Cody West: This semester, I spent $74.50 for one English textbook and it appears about $270 in course delivery fees… I also had a $81.49 textbook.
Cody West, 21
Iowa State University
Spring 2018 senior
Hometown: Altoona, Iowa
Q: Most expensive book:
West: Oh goodness. I want to say that my freshman year my biology book with the access code to do my biology homework was about $220.
Q: How often do you use your textbooks?
West: It varies. For my more advanced science class, all the time. But I’m also seeing an increased amount of faculty that put out supplemental materials that they like to based their class discussions on. So I realized it’s really just a supplement to the learning, especially when you get into giant editions and publisher works like this… there’s not a lot of information that is really geared toward a specific course. So it does take the faculty a ton of time to go through and find out what the meaningful pieces, meaningful chapters and figures are. So I use it [the textbook] quite a bit, but I know I could use it more if the faculty member really had the time to sit down and find out what is most beneficial for the class.

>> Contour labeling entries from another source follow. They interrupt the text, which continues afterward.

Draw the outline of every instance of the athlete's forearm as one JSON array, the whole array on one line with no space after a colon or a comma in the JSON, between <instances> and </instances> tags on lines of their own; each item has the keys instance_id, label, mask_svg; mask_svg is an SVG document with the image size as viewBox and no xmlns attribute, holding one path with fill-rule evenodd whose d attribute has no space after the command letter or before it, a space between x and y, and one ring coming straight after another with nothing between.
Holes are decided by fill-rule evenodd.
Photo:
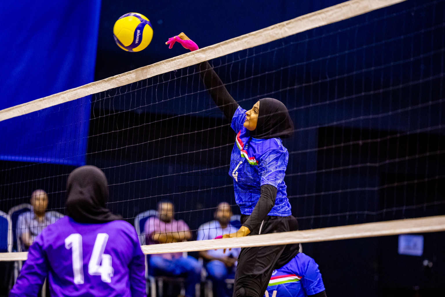
<instances>
[{"instance_id":1,"label":"athlete's forearm","mask_svg":"<svg viewBox=\"0 0 445 297\"><path fill-rule=\"evenodd\" d=\"M196 66L212 99L226 117L231 120L238 108L238 104L229 94L219 77L208 62L203 62Z\"/></svg>"},{"instance_id":2,"label":"athlete's forearm","mask_svg":"<svg viewBox=\"0 0 445 297\"><path fill-rule=\"evenodd\" d=\"M151 238L154 241L158 241L161 244L169 244L172 242L176 242L178 241L171 233L153 234Z\"/></svg>"},{"instance_id":3,"label":"athlete's forearm","mask_svg":"<svg viewBox=\"0 0 445 297\"><path fill-rule=\"evenodd\" d=\"M251 232L260 225L272 207L275 205L277 196L277 188L271 185L261 186L259 199L253 209L251 214L243 225L249 228Z\"/></svg>"},{"instance_id":4,"label":"athlete's forearm","mask_svg":"<svg viewBox=\"0 0 445 297\"><path fill-rule=\"evenodd\" d=\"M184 240L188 240L192 236L191 233L190 231L178 231L174 232L172 234L172 236L176 242L182 242Z\"/></svg>"}]
</instances>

West: Yes, and I’ve had an increasing amount of faculty that actually provide those resources and good links as far as where I can go for more publications and supplemental information. This book, even, for my developmental bio class I’m taking this semester, there is actually a supplemental website for the book that is completely free. It definitely doesn’t have near as extensive information but the main points and highlights of each chapter are in there. So, she references that quite a bit. But I have realized, like I said earlier, the amount of faculty that will present like a resource or read this article or read this research paper I found and then we’ll talk about that in class instead of the actual textbook reading itself… I’ve seen that increase a lot during my time here.
Q: Did you resell textbooks?
West: (paraphrasing) Never to the book store, sometimes to friends.

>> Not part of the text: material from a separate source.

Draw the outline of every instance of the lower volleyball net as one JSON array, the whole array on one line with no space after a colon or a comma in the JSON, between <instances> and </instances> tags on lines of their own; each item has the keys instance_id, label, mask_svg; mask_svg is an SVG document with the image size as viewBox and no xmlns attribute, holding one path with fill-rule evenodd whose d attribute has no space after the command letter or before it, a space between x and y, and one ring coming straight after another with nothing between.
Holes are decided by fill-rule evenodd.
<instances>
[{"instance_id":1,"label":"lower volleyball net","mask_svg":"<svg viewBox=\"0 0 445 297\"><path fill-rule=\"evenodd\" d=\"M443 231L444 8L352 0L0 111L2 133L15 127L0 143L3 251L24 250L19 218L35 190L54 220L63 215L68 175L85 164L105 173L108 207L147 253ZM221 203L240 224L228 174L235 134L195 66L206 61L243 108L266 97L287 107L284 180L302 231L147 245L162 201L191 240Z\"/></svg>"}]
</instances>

Q: Does the value match the price?
West: No, but in saying that I believe it does depend a lot on the certain professor or faculty member. Because, if they would spend the time really crafting the resource and finding the exact information in the text that most supplements their leaning technique and how they are going about a teaching material in the course, I think they could be more effective. But I don’t think you’ll find a single student who would really agree with what they’re paying for this is what they’re actually getting back out of it. It’s weird to put a price on education like that, where you’re talking about a course resource — especially when you look at tuition and if that even makes sense for what you’re getting — but on top of what we are already paying just to have an academic experience here with a supplemental resource that a lot of students hardly ever use… I know there are a lot of students who say, “I didn’t even open the book this semester and now I’m turning it back into the bookstore.” Like, that’s just stressful. I think there’d be a lot of students that would not agree it’s worth their dollar.